A common myth of interpreting the local properties of molecular diffusion is that ‘if there is a greater FA in a voxel, there are more neural fibres’. Such a direct translation between the imaging findings at the voxel level and the biological features of neural fibres is not valid. Even for the findings of tractography, we need to keep in mind that some biological features, such as the size, shape and length of neural fibres, cannot be directly assessed from tractography (Jones et al. 2013). Therefore, one should be careful of generalizing the results of structural connectivity into clinical conditions. For example, a claim that ‘individuals show loss of white matter integrity’ merely based on a change of FA or MD value should be revisited cautiously (Jones et al. 2013). Similarly, the ‘tracts’ demonstrated by tractography merely reflect the pattern of streamlines passing through different brain regions. The neuroanatomical features of neural fibres need to be confirmed by other methods, such as tract‐tracing methods based on neurochemical agents.

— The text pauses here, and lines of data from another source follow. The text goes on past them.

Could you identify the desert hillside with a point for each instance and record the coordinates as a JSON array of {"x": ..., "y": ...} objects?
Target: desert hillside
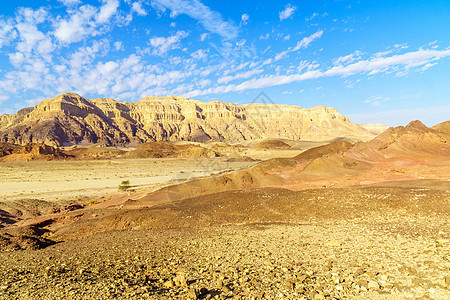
[{"x": 71, "y": 119}]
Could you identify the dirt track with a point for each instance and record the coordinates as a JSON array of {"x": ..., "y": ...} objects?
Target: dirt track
[{"x": 354, "y": 243}]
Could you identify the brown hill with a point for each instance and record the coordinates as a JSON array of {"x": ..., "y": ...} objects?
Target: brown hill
[
  {"x": 71, "y": 119},
  {"x": 272, "y": 144},
  {"x": 30, "y": 151},
  {"x": 400, "y": 153},
  {"x": 374, "y": 128},
  {"x": 443, "y": 127}
]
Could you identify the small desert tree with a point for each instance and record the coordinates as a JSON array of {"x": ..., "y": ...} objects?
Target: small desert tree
[{"x": 125, "y": 185}]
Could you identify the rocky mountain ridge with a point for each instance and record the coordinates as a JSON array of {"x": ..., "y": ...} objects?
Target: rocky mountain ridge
[{"x": 71, "y": 119}]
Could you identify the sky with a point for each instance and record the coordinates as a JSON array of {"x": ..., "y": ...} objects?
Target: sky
[{"x": 374, "y": 61}]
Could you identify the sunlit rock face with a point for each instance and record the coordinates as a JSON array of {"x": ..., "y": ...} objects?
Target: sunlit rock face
[{"x": 71, "y": 119}]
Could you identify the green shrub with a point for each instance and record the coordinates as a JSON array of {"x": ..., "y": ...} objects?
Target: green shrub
[{"x": 125, "y": 185}]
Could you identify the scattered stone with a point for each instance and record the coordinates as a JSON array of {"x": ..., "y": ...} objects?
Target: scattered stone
[{"x": 333, "y": 244}]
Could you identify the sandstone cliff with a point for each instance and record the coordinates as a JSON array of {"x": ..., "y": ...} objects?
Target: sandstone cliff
[{"x": 71, "y": 119}]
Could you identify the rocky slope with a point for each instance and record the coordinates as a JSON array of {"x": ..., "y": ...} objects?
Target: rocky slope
[
  {"x": 29, "y": 151},
  {"x": 374, "y": 128},
  {"x": 71, "y": 119}
]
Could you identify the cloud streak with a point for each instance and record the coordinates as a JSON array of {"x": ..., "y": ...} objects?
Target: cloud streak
[
  {"x": 209, "y": 19},
  {"x": 287, "y": 12},
  {"x": 371, "y": 66}
]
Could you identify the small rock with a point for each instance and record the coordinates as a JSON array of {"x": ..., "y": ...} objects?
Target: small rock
[
  {"x": 373, "y": 285},
  {"x": 169, "y": 284},
  {"x": 192, "y": 293},
  {"x": 333, "y": 244}
]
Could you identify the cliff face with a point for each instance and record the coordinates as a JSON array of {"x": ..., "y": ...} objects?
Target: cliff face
[{"x": 70, "y": 119}]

2.4.7.3 Methodological Variations of Graph‐based Analyses

As shown previously, graph‐based network analysis is a powerful tool for quantifying some topological metrics, which help us to understand the pattern of integration/segregation of brain networks. However, we should keep in mind that all the metrics are calculated based on the network. Therefore, it is critical to evaluate if the definitions of nodes and links represent the biological architecture of our brain. Specifically, the nodes of the brain network should represent a single entity that takes part in the relation of a network, and the links should reflect the biological meaning of the relations (Butts 2009). In the literature of graph‐based analysis of brain networks, there exists a great methodological variation in defining nodes and links for brain networks. Many studies defined the nodes based on structural features, which can be reliably reproduced between subjects. However, structural boundaries of different parts of the brain cannot be equated to their functional boundaries (Smith 2012). An alternative method is to define a functional region according to the map of brain activation derived from task‐based research (Fornito et al. 2013) (see Section 2.2). However, the size/location of these functional regions still show a substantial variability between subjects. The variability would be pronounced when it comes to mental functions regarding cognitive–affective processing, which usually shows a great variation in the location and size of task‐based brain activation.

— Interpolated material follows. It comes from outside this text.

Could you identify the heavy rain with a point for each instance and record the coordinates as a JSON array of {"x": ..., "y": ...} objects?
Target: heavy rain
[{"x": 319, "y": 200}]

The methods for defining links also exist with a great variation. One of the key issues is the use of a threshold on the value of a link. When a threshold is applied on a network, a link will be preserved if its value is above the threshold, and it will be removed if its value is below the threshold. In other words, after thresholding, only links of stronger connectivity will be preserved for graph‐based analysis. The criteria for an ‘optimal’ threshold are still under debate (Fornito et al. 2013; Smith 2012). If the threshold is too high (i.e. only the links of very strong connectivity will be preserved), the network will become very sparse, and the sparsity may influence the topological metrics. In general, one should interpret the results of brain networks only when the analytical methods of network analysis are elucidated.

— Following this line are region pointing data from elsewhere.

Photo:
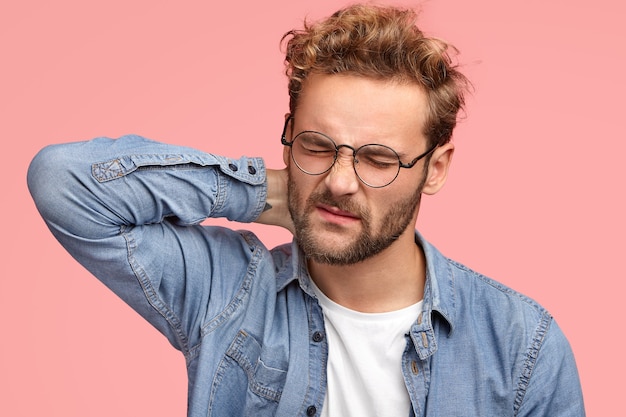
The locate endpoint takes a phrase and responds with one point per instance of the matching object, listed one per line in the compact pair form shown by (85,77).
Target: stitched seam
(531,359)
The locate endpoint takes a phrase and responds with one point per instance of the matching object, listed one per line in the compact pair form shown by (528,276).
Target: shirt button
(318,337)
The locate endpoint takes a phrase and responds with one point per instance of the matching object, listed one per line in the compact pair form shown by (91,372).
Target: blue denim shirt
(245,317)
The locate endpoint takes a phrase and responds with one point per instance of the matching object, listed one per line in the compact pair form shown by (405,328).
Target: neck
(388,281)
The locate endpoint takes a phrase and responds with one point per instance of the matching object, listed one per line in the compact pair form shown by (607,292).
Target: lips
(336,215)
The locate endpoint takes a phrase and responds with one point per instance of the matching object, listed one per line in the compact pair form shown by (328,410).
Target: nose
(342,179)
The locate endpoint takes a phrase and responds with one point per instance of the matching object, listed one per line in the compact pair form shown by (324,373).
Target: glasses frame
(401,164)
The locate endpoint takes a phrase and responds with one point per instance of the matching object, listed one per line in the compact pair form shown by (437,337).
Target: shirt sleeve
(129,210)
(553,388)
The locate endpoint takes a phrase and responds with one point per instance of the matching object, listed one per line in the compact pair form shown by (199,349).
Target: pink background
(535,198)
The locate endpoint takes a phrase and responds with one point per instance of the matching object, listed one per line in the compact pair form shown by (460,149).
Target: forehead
(357,110)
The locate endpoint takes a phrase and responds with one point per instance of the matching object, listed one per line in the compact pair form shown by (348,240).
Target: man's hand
(276,210)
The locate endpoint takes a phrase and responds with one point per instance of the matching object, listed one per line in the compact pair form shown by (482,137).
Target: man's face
(338,219)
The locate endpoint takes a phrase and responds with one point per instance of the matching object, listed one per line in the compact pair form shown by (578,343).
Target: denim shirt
(246,318)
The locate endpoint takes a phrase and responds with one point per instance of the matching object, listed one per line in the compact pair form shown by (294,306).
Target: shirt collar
(438,292)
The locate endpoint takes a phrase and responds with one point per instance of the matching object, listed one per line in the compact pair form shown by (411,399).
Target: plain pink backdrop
(535,197)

2.4.8.1 What Does ‘Resting‐state’ Function Connectivity Represent?

The term ‘resting state’ may give a false impression that subjects are ‘doing nothing’ during the scan. The meaning of ‘resting’ should be interpreted relative to a task condition. A resting state means subjects are less actively engaged with external stimuli or complex mental processing, i.e. a non‐task‐specific condition. It does not mean the brain is totally shut down – since the brain is always active (Raichle 2010). Even during a resting state, some essential mental functions are maintained for responding to environmental demands. Again, because individuals are not engaged with an explicit task in the resting state, it would be difficult to interpret the behavioural meaning of intrinsic functional connectivity. Behavioural/clinical variables of individual subjects should be carefully collected to clarify the association between intrinsic functional connectivity and individual variations in behavioural/clinical aspects.